Location, Location, Location…

Because 80 percent of Australians live 30 miles from the coastline, wave power “lends itself” toward being a top clean energy solution, O’Brien said, possibly surmounting high costs of distribution and grid connection facing other power sources. He added that marine energy also has the benefit of consistency. With storage, wave power can provide 24-hour baseload energy.

The question is whether wave power “will be rolled out quick enough to grab its opportunity,” he said.
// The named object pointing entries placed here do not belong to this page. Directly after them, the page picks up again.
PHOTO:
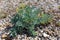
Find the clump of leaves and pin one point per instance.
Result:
(58, 23)
(26, 19)
(3, 15)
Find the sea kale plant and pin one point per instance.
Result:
(26, 19)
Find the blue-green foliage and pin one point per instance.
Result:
(27, 18)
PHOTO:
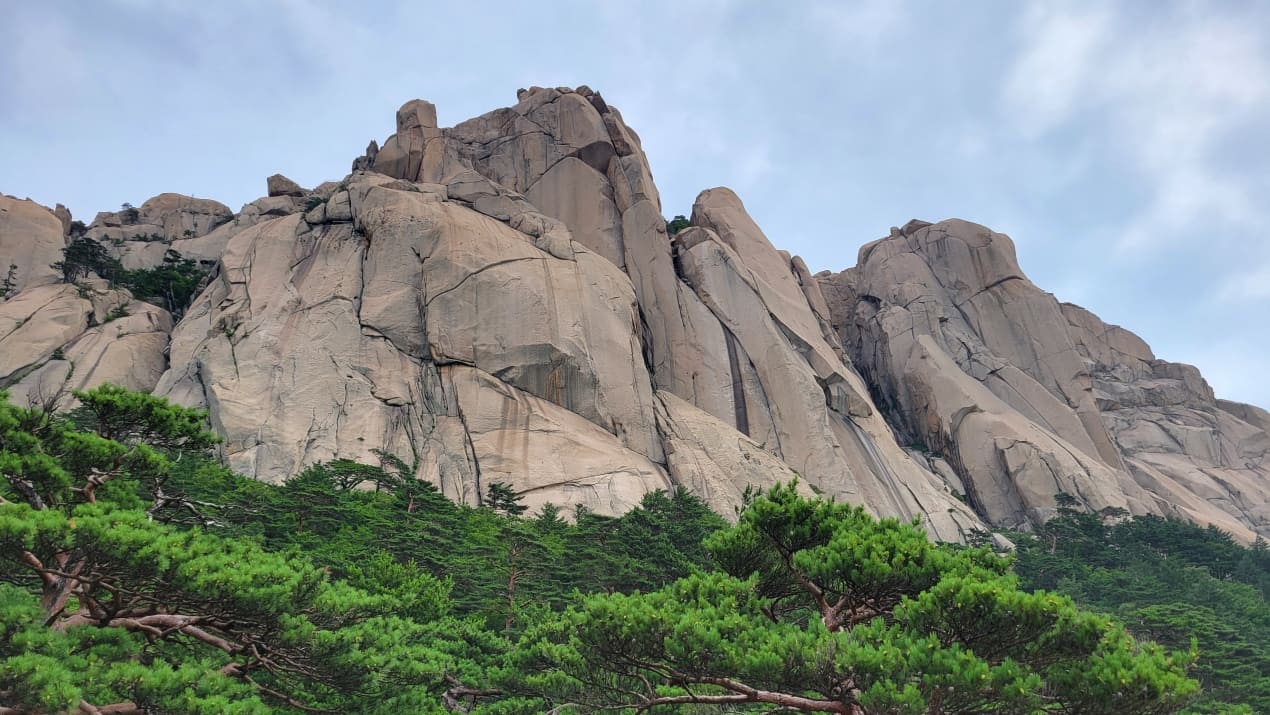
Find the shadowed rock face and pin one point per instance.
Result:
(1026, 398)
(501, 301)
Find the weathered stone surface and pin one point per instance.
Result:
(499, 301)
(582, 197)
(126, 351)
(318, 340)
(278, 184)
(165, 217)
(713, 460)
(546, 452)
(61, 338)
(1026, 398)
(37, 321)
(31, 240)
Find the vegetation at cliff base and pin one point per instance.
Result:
(1170, 581)
(139, 575)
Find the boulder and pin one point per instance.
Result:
(278, 184)
(31, 240)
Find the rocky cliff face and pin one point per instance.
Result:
(501, 301)
(1024, 398)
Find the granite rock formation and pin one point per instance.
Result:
(502, 301)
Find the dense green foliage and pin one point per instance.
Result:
(170, 285)
(84, 255)
(1169, 581)
(677, 224)
(137, 575)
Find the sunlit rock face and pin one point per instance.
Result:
(1025, 398)
(501, 301)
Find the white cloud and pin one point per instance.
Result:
(1247, 286)
(1050, 80)
(1161, 93)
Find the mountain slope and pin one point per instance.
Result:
(502, 301)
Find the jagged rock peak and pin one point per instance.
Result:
(502, 301)
(1029, 398)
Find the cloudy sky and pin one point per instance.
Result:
(1125, 147)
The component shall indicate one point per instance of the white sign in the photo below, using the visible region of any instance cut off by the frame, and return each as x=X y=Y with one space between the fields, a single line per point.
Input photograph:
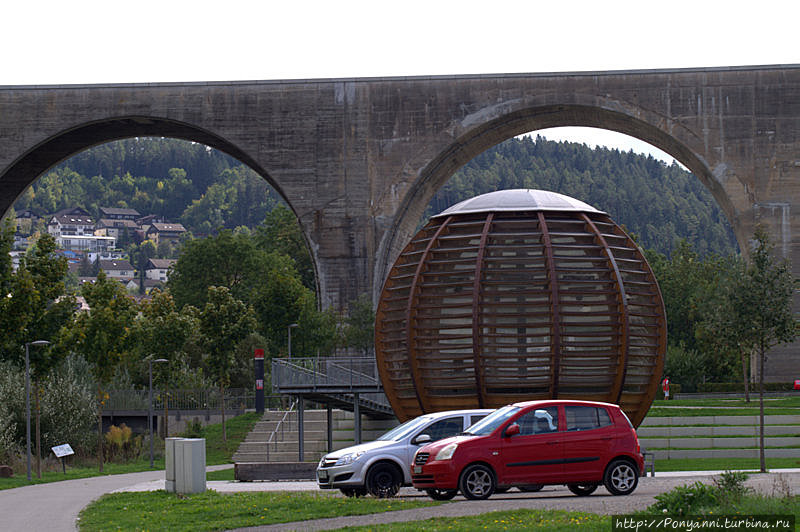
x=63 y=450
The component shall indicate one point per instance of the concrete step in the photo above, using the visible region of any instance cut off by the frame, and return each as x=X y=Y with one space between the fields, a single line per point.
x=290 y=434
x=284 y=456
x=283 y=446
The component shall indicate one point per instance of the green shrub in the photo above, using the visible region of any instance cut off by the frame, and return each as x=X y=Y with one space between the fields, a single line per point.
x=728 y=489
x=194 y=429
x=674 y=387
x=122 y=444
x=686 y=500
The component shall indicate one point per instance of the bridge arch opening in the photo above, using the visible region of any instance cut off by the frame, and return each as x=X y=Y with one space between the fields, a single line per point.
x=52 y=158
x=475 y=141
x=35 y=163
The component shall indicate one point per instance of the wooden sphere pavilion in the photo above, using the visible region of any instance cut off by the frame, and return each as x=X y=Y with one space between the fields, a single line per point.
x=520 y=295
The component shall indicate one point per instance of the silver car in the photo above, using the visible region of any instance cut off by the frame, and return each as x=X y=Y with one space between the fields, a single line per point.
x=382 y=466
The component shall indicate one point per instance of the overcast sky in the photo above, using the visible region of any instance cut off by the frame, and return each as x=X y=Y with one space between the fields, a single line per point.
x=108 y=41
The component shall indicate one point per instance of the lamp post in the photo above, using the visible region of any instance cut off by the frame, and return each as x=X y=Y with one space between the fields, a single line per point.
x=150 y=404
x=28 y=399
x=291 y=326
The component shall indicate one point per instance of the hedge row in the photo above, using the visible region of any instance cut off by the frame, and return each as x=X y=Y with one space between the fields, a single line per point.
x=726 y=387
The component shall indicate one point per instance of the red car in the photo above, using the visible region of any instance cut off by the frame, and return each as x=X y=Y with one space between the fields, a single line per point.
x=578 y=443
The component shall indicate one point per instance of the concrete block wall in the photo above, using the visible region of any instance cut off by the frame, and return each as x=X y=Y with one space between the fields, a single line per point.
x=284 y=445
x=720 y=436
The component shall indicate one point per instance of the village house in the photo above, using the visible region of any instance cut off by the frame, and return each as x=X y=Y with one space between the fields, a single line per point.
x=76 y=232
x=116 y=227
x=158 y=269
x=165 y=232
x=118 y=269
x=113 y=213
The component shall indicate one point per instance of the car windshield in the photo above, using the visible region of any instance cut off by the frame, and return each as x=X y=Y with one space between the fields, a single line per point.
x=401 y=431
x=488 y=424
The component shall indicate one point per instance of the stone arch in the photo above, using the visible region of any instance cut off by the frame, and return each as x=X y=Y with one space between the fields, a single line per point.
x=24 y=171
x=474 y=141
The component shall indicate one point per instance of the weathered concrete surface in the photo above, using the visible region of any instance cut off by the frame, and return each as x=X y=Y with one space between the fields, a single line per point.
x=251 y=471
x=358 y=159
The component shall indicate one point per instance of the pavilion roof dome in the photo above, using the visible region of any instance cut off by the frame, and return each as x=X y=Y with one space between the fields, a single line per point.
x=519 y=199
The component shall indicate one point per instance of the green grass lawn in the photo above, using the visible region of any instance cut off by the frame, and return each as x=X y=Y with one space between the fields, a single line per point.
x=773 y=406
x=782 y=402
x=158 y=510
x=216 y=453
x=722 y=464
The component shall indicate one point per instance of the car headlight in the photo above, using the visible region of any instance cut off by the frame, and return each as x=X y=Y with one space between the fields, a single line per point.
x=349 y=458
x=447 y=452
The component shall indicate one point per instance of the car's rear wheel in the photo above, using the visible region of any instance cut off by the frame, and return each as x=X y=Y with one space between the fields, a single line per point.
x=477 y=482
x=441 y=495
x=383 y=480
x=353 y=492
x=621 y=477
x=582 y=490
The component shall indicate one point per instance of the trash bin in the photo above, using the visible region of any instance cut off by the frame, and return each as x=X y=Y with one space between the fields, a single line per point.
x=185 y=463
x=169 y=463
x=190 y=459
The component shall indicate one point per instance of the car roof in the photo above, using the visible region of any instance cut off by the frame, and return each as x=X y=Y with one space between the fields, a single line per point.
x=437 y=415
x=572 y=402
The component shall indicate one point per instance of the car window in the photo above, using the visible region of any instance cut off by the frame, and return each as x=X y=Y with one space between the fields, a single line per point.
x=488 y=424
x=474 y=419
x=538 y=421
x=401 y=431
x=586 y=417
x=444 y=428
x=603 y=416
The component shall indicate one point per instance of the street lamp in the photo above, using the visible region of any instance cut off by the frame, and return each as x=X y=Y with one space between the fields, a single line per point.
x=291 y=326
x=150 y=404
x=28 y=399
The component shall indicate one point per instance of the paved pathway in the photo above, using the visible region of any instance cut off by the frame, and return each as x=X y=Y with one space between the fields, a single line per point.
x=54 y=507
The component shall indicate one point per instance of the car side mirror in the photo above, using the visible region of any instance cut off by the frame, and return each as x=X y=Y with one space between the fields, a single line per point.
x=512 y=430
x=422 y=438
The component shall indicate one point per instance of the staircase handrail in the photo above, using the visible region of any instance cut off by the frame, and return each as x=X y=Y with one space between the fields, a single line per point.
x=280 y=426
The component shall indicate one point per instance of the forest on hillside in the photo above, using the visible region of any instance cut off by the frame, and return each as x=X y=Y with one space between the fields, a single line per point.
x=207 y=190
x=660 y=204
By the time it is ready for prime time, the price of solar will have fallen so far that it could take over, he forecast.

For now, the key technical challenge for wave power is ensuring longevity and reliability of equipment submerged and exposed to the extreme forces that storms can unleash.

“These problems are possible to overcome, but it can be expensive and time-consuming to get it right,” O’Brien said.

Where’s the Money?

He added that wave power projects are still too costly to win funding they need from venture capitalists, and the Australian government only offers “intermittent and inconsistent” support for the energy source.

Fossil fuels, which produce about 90 percent of Australia’s electricity, still draw the bulk of Australian public research funding. “Renewables get very little,” said Walker of Greenpeace. New energy development is skewed toward expanding our use of fossil fuels, he said, especially crude oil and shale oil.

Renewable energies comprise about 10 percent of the nation’s electricity supply, with most of that coming from hydroelectric plants. In 2009, the country passed a national renewable energy target requiring utilities to get 20 percent of their power from cleaner sources by 2020. The policy has been criticized for not applying to the nearly 80 percent of the country’s fossil fuel production that gets exported.

For wave power to rise beyond the realm of research, it needs “a comprehensive policy framework,” Walker said. This would require federal government action, he said, adding that wave energy is “well off the radar” for many renewable energy investors, which further dents its chances of going mainstream.